Data Mining and Big Data Analytics

Course Description: 
Course code: CNSC 6006
Course Instructor: Prof. Roberta Sinatra, sinatrar@ceu.edu

Office: N11 609

Office hours: TBA or by appointment

IMPORTANT: During the first class, we will hand out a test to check the prerequisites among the students. Those that do not reach the minimum threshold will not be able to take the course, even if regularly registered. Both students currently registered and in the waiting list need to take the test during the first class. The test does not count for the final grade of the course.

Course Description

Data mining and big data analytics is the process of examining data to uncover hidden patterns, unknown correlations and other useful information that can be used to make better decisions. This course is an introduction to concepts of data mining, machine learning and big data analytics. We will cover the key data mining methods of clustering, classification and pattern mining are illustrated, together with practical tools for their execution. We will show applications of these tools to a number of datasets, showing how theory and digital traces of human activities at societal scale can help us understand and forecast many complex socio-economic phenomena. The course will have a practical approach, with homeworks, hands-on classes and with the development of a project. Students are free to work in any computer language/network software they feel most comfortable. However, during the class all examples and sample code will be provided in Python and Jupyter notebooks, and use of Python is strongly encouraged.

Course Organization

Lectures: theory classes and hands-on sessions. Use of a computer will be required during some lectures. Students can use their own laptops. Instructions on the required software will be provided during the first class.

 Topics:

- Class 1: Test to check the prerequisites for the course. Introduction of the course

-  Class 2: Motivations for data mining. Examples of application domains. Data types and formats. Exploratory data analysis and data understanding

-  Class 3: Clustering. Taxonomy of clustering concepts: distance-based (separation, centroids, contiguity), density-based, partitional vs. hierarchical. Methods for centroid-based clustering (k-means), hierarchical clustering (single, complete and average linkage), density-based clustering (DBSCAN).

-  Class 4: Model learning and model validation. Explanation vs. prediction. Rule-based classifiers and decision trees. Naïve Bayes classifiers.

-  Class 5: hands on session (application of concept on data and real-world situations)
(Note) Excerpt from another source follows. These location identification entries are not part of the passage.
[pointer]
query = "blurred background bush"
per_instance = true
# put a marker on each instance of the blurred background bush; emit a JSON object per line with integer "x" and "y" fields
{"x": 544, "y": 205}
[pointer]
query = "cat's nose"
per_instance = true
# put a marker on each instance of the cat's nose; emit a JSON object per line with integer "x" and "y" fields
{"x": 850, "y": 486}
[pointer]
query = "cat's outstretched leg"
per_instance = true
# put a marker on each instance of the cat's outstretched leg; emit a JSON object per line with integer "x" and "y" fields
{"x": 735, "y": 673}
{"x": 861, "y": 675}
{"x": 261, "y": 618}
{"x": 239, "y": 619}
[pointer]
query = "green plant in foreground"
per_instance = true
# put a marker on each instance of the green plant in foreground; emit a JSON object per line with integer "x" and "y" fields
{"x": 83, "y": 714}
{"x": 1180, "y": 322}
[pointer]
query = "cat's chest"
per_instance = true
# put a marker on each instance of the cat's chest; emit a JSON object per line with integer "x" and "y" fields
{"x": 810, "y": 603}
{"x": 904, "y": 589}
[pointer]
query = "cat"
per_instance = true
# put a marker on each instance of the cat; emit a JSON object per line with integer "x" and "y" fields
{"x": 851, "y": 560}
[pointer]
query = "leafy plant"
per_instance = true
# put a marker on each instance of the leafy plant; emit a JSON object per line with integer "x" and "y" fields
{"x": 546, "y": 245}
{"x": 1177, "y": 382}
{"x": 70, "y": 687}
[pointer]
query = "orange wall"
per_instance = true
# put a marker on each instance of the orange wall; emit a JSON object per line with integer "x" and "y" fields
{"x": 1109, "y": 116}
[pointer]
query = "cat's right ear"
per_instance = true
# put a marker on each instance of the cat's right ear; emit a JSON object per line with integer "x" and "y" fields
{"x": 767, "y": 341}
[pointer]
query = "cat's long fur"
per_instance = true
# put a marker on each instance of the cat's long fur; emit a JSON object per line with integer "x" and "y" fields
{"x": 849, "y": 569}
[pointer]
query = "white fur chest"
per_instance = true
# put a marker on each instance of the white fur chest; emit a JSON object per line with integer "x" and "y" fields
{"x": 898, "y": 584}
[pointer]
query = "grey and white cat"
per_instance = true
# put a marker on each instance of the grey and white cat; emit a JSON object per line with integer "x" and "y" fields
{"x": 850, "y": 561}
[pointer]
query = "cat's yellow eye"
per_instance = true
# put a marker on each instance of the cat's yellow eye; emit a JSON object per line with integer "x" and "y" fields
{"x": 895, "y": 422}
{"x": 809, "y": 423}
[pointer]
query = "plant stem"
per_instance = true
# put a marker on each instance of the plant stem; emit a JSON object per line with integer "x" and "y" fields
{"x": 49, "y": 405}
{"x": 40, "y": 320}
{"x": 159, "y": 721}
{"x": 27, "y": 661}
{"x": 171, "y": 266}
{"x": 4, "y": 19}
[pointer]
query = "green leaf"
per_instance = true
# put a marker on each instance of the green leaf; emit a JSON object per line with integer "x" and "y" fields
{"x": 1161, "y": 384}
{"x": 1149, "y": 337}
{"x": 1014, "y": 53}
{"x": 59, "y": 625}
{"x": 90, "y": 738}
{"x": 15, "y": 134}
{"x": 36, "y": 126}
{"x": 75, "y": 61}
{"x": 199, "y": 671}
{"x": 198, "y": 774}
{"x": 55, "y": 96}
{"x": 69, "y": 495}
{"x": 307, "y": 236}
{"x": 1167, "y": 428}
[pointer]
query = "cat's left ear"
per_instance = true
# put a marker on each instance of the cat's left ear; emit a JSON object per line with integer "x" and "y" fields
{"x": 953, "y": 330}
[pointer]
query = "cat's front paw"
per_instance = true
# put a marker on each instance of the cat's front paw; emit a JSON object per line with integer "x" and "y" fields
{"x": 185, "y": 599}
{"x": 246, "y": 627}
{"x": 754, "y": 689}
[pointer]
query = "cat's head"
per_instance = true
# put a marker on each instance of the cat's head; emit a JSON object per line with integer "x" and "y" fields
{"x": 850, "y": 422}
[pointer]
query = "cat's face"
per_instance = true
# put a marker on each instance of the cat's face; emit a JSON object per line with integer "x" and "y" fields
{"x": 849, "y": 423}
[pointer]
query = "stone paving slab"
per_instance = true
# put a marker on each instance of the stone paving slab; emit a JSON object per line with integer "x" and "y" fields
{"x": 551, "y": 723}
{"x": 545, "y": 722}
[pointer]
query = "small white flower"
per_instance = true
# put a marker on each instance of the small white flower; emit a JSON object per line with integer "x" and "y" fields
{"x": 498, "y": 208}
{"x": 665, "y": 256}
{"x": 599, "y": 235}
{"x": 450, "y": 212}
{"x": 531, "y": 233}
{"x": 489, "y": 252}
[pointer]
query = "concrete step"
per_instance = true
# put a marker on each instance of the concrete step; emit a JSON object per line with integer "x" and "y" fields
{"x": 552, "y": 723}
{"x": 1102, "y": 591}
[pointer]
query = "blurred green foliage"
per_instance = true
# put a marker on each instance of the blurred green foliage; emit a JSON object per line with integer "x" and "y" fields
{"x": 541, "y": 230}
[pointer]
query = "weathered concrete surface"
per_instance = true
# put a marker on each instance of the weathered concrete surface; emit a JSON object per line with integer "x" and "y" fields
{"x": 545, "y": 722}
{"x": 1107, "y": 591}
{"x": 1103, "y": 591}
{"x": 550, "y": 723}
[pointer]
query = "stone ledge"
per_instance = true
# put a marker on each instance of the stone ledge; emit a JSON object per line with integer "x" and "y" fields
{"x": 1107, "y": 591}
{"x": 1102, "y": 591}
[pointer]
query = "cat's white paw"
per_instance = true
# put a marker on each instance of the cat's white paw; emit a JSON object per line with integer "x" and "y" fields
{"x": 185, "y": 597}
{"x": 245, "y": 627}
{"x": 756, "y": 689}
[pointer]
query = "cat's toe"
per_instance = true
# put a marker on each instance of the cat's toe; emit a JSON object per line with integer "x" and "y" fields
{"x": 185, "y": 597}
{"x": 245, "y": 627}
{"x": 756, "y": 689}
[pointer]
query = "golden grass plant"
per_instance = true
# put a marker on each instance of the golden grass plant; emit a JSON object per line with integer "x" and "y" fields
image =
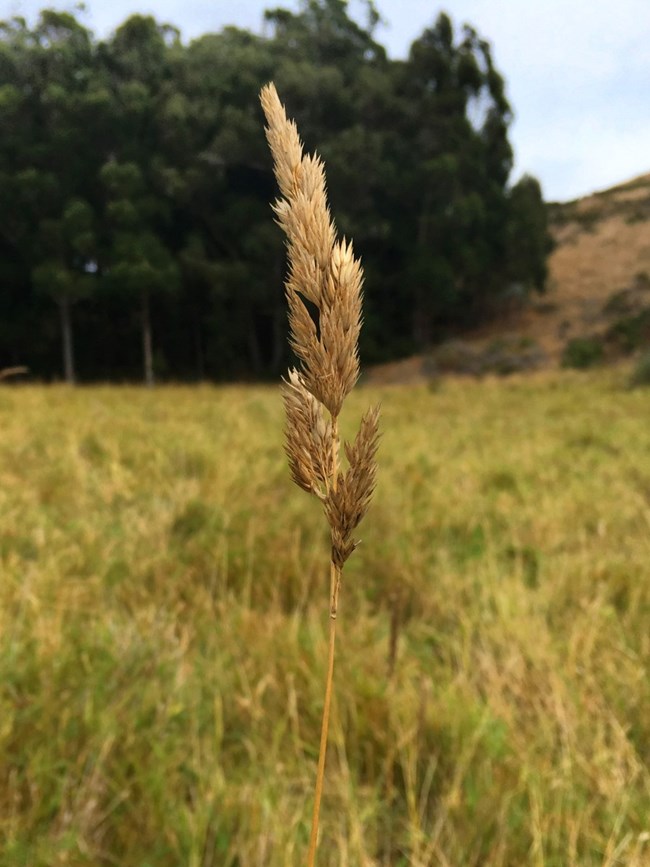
{"x": 162, "y": 644}
{"x": 324, "y": 272}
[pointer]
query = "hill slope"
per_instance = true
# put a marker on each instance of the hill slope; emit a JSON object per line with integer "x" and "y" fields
{"x": 598, "y": 291}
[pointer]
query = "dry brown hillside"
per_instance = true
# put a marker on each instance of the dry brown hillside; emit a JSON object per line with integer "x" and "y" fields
{"x": 598, "y": 293}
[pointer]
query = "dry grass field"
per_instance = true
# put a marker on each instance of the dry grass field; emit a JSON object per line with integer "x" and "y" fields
{"x": 163, "y": 625}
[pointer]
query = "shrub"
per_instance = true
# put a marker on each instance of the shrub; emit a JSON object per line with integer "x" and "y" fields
{"x": 641, "y": 373}
{"x": 582, "y": 352}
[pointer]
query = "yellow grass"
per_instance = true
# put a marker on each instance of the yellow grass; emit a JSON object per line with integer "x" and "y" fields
{"x": 163, "y": 621}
-  Class 6: More on decision trees

-  Class 7: Basic machine learning models (K-nearest neighbors, linear discriminant analysis, support vector machines, ensemble methods)
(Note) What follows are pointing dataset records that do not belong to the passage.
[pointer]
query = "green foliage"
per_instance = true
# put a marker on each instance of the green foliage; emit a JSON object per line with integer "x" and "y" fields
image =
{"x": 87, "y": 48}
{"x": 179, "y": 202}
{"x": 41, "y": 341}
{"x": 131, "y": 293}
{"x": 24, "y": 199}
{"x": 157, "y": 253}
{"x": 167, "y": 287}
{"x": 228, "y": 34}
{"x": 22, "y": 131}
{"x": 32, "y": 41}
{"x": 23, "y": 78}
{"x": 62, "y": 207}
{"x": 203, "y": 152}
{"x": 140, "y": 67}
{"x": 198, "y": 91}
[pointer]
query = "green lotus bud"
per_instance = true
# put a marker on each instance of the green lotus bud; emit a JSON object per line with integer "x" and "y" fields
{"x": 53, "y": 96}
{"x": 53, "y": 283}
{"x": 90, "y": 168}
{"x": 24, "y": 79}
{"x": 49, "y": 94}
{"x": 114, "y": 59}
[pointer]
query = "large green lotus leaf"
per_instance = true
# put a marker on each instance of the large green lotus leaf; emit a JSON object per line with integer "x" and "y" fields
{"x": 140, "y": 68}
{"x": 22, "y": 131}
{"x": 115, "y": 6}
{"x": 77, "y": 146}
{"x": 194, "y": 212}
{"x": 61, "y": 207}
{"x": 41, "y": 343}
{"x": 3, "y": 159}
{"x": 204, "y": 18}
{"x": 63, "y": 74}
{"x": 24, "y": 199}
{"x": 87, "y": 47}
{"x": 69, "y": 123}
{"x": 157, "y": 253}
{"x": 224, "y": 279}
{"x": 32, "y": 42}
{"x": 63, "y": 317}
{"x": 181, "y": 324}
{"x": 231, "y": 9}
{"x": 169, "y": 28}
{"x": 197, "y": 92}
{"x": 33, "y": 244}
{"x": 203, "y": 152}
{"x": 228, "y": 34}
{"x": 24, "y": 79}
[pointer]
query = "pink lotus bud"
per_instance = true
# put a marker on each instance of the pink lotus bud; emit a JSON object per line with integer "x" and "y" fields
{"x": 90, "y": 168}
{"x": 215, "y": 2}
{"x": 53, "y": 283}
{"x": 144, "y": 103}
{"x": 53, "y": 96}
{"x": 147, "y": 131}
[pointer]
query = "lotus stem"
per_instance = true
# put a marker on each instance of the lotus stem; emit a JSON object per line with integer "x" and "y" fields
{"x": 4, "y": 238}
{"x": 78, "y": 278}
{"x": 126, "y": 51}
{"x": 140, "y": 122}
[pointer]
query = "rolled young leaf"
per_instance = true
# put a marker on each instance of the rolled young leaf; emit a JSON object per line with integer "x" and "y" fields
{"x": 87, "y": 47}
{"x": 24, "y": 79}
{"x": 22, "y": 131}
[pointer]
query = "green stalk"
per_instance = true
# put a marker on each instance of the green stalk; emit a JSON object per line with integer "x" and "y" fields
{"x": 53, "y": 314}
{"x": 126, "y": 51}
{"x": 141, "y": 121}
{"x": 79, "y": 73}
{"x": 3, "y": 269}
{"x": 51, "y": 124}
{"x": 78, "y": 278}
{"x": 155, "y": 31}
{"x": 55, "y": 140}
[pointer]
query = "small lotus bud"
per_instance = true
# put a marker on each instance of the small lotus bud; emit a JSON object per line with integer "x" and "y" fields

-  Class 8: Features selection

-  Class 9: Recommendation algorithms

-  Class 10: Introduction to frequent itemset mining. Applications for finding association rules. Levelwise algorithms, apriori.

-  Class 11: hands on session

-  Class 12: Final project presentation

Textbooks and reading

-  Pang-Ning Tan, Michael Steinbach, Vipin Kumar: Introduction to Data Mining, AddisonWesley, 2006.

-  Mining of Massive Datasets. Leskovec, Rajaraman, Ullman, Cambridge University Press

-  A list of papers and online resources will be provided during classes

Further information, such as the course website, assessment deadlines, office hours, contact details etc. will be given during the course.

The instructor reserves the right to modify this syllabus as deemed necessary any time during the term. Any modifications to the syllabus will be discussed with students during a class period. Students are responsible for information given in class.

Learning Outcomes: 

The aim of the course is to provide a basic but comprehensive introduction to data mining. By the end of the course students will be able to

- Choose the right algorithms for data science problems

- Demonstrate knowledge of statistical data analysis techniques used in decision making

- Apply principles of Data Science to the analysis of large-scale problems

- Implement and use data mining software to solve real-world problems.

What you will NOT learn in this course: Coding and data visualization. This course is about the methods and algorithms to find information in the data. However, we will not discuss details of implementation or data handling. For learning to code, consider attending “Scientific Python MATH5016”. For learning to visualize data, consider attending “Data and Network Visualization CNSC6012”. Both courses are offered during the fall term.

Assessment: 

Grading:

- Attendance of the classes and hands-on sessions: 30% of the final grade

- Assignments: 30% of the final grade

- Final project: 40% of the final grade

Prerequisites: 

Basic programming skills in a language like Python, R, Matlab, Mathematica or similar. Basic skills in statistics and linear algebra.